With such large players, Dexterra, in many respects, sits in the background during a sale, Loughan said.

"We aren't the center of it; we are a piece of the pie," he said.

But Dexterra isn't the only company to recognize opportunity in mobile work forces. Competition is rising.

Loughan guesses that there were five players in the arena when he started Dexterra more than a year ago. Three have since vanished, he said, but they've been replaced by 50 others.

The largest competitors are enterprise-software companies like Siebel Systems or Oracle. Other competitors are those that develop a product internally for their own work force.
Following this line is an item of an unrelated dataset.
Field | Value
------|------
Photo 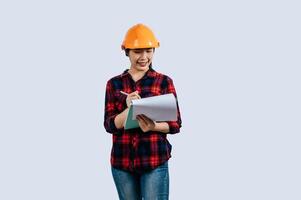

The third consists of other players in the market.

Bellevue-based Onyx Software, which offers a mobile component to its customer-relationship management software, has two offerings.

But Bryan Smoltz, Onyx's director of product management, said wireless capability is compelling only for certain clientele. Many Onyx customers don't see a compelling return on investment, he said.

Seattle's Entellium, which recently received $2 million from Ignition Partners in venture capital, says it is in the mobile customer-relationship management business. But its focus is less on enterprise software on handheld devices and more on its hosted-CRM system in which users connect through the Internet.

Jonathan Roberts, a partner at Ignition, said they are complementary businesses. As a former Microsoft general manager who focused on the Windows CE platform, he said Dexterra is a model for Microsoft's Pocket PC and platforms.

"They are a poster child because they did a nice job connecting Windows CE devices to back-end office systems," he said.

Loughan started Dexterra in late 2002 after moving to Bothell from California with his wife and 2-week-old twins to be close to Microsoft.

Dexterra has since outgrown its headquarters and today has 60 employees. It expects to double that number by year's end and do four times as much business this year as last.

Loughan declined to give specific revenue figures.

But he knows what it takes to grow a large successful company. He co-founded Octane Software, which was acquired by San Mateo, Calif.-based E.piphany for $3.2 billion in stock in May 2000.

Before selling Octane, Loughan worked at Scopus Technology, a CRM software company. Started in the Bay Area, Scopus merged with Siebel Systems in 1998.

When it comes to Dexterra, Loughan said, "I'm going to take it all the way."